Proposal: better library management ideas (was: how to checkout proper submodules)

9 Jun 2013

      So, there seems to be a fairly clear majority favor in terms of doing
something I think. The question then, is what. I'm fairly convinced
from Ian's response earlier that submodules *can* be dangerous if
you're using a lot of high-traffic packages, especially the ability to
trample each other might be bad. I could see this happening for base
for example if two people are working on large features and do not
coordinate a merge. Git's own merge facility doesn't suffer nearly as
bad from this problem and we can figure out how we want that to happen
later.

However, it seems like every high-volume package is for better or
worse, intimately tied to GHC. These packages are also the most
problematic to rollback 'in sync' with GHC. As Geoffrey mentioned,
this also becomes even MORE impossible if you use merges without
fast-forwards or rebases, because dates no longer correlate
accurately. These package include base, and testsuite. Probably nofib
as well. In some sense, I agree with Malcolm that 'base' being GHC
only is maybe unfortunate. But maybe it's not (I'll talk more about
this later,) and maybe in the mean time we shouldn't lie to ourselves.

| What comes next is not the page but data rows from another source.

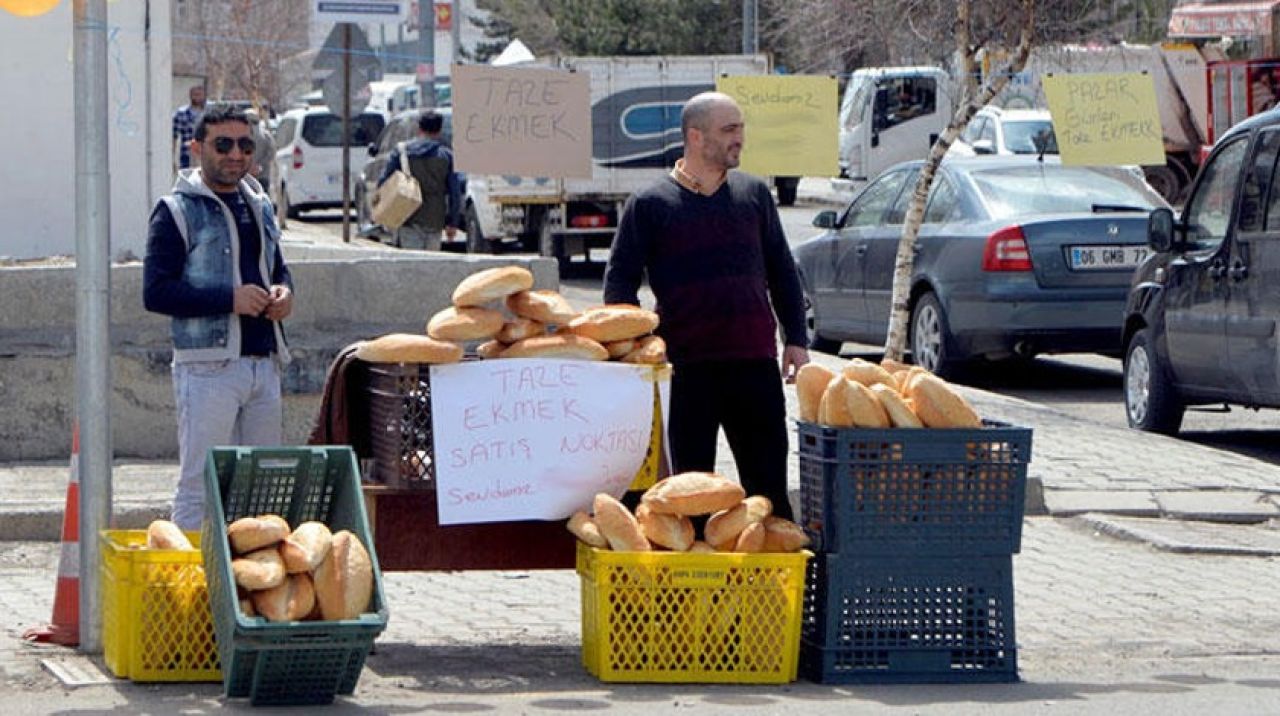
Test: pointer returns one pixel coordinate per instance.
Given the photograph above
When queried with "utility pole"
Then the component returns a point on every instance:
(749, 37)
(426, 53)
(92, 306)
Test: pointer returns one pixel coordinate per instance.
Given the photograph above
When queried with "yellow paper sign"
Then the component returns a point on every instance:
(1105, 119)
(790, 123)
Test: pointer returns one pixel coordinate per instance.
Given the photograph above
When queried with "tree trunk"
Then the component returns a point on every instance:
(970, 101)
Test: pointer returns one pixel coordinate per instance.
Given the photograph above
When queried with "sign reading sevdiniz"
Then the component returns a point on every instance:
(536, 438)
(1105, 119)
(522, 122)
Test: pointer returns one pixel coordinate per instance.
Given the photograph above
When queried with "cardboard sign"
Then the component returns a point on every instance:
(536, 438)
(790, 123)
(1102, 119)
(524, 122)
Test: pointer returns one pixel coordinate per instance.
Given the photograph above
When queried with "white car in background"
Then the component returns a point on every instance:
(309, 156)
(1006, 131)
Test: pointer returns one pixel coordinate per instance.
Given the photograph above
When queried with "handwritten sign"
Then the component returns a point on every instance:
(790, 123)
(524, 122)
(536, 438)
(1105, 119)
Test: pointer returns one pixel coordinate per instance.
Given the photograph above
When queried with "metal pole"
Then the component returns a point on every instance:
(749, 39)
(346, 132)
(92, 306)
(426, 51)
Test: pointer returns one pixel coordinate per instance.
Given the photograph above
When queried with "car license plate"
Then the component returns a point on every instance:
(1105, 258)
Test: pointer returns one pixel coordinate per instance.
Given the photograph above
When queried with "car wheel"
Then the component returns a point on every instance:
(931, 338)
(1150, 398)
(817, 342)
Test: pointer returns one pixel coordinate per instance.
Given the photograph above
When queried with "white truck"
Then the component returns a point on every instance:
(1200, 95)
(635, 118)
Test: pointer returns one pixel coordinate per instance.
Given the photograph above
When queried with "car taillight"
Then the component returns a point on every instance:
(1006, 251)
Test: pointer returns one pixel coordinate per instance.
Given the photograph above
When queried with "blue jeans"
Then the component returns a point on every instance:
(220, 402)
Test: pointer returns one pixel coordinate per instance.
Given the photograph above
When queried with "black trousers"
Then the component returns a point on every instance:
(745, 398)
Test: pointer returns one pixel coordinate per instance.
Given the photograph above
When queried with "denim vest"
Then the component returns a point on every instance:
(213, 259)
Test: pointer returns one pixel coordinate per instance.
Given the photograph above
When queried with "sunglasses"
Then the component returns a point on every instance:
(223, 145)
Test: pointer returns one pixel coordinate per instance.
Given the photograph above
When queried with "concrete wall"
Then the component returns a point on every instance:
(338, 301)
(37, 127)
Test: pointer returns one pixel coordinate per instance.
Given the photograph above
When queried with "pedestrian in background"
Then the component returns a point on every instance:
(214, 265)
(430, 162)
(712, 245)
(184, 124)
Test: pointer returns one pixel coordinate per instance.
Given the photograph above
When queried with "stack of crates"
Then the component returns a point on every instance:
(915, 532)
(295, 662)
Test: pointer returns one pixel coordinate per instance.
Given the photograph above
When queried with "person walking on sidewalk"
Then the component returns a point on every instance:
(214, 265)
(712, 245)
(430, 162)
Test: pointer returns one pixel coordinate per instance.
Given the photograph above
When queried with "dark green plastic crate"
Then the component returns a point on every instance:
(881, 620)
(306, 662)
(929, 492)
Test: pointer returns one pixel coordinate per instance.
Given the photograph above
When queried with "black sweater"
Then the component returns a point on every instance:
(713, 263)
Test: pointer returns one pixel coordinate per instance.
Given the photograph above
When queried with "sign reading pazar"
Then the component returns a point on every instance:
(524, 122)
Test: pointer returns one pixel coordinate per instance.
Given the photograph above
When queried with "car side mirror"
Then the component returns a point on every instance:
(826, 219)
(1161, 231)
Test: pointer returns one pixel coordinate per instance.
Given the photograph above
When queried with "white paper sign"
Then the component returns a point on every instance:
(535, 438)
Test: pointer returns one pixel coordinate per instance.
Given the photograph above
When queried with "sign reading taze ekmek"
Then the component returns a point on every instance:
(536, 438)
(1102, 119)
(790, 123)
(524, 122)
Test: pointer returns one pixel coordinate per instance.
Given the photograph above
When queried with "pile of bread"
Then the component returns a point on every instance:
(890, 395)
(662, 520)
(499, 311)
(288, 575)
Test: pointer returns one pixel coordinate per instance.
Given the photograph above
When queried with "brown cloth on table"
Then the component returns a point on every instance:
(343, 416)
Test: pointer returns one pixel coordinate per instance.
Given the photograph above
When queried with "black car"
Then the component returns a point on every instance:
(1201, 317)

So first off, I'd like to propose something I guess, which seems, to
me, the best approach for one if we want to avoid developer pain with
as many wins as possible in the long run. I hope this doesn't sound
actively radical or anything, but it's going to totally sound actively
radical (though I don't think it is):

--> Let's just put base and testsuite inside the GHC repository
directly. No submodules, no floating repos. Just put it directly
inside and make a super commit, I guess. GHC becomes the de facto
repository. And hey, why not nofib?

I know, I know. People really want to split the maintenance burdens I
guess, and ideologically the Haskell community is all about clean
separation but, please? All of GHC HQ are the de facto maintainers of
this stuff anyway. And as Jan mentioned, testsuite is really *so*
crucial GHC should have it inline. The testsuite is perhaps the most
important of all.

There are other candidates for this treatment too, really. For
example, why is template-haskell, ghc-prim, and hpc split out? GHC is
the only thing that supports them. template-haskell is especially
super-intrusive of an extension to support, and arguably hpc as well.
integer-simple and integer-gmp follow the exact same story. Same with
hoopl and dph. They're all ours. We own them. Just put them all inside
GHC and be done with it. Having active fragmentation in the VCS is not
necessary when there need be none. These packages de-facto ship with
GHC and are very tied to it.

I think people might be really opposed to a mega repository or
something, but honestly? There's less maintenance, cross-package
changes can work correctly and be tracked correctly in terms of
history. It's less work for maintainers. It's less to explain and
frankly, less to mess up. All of this I think is a huge win.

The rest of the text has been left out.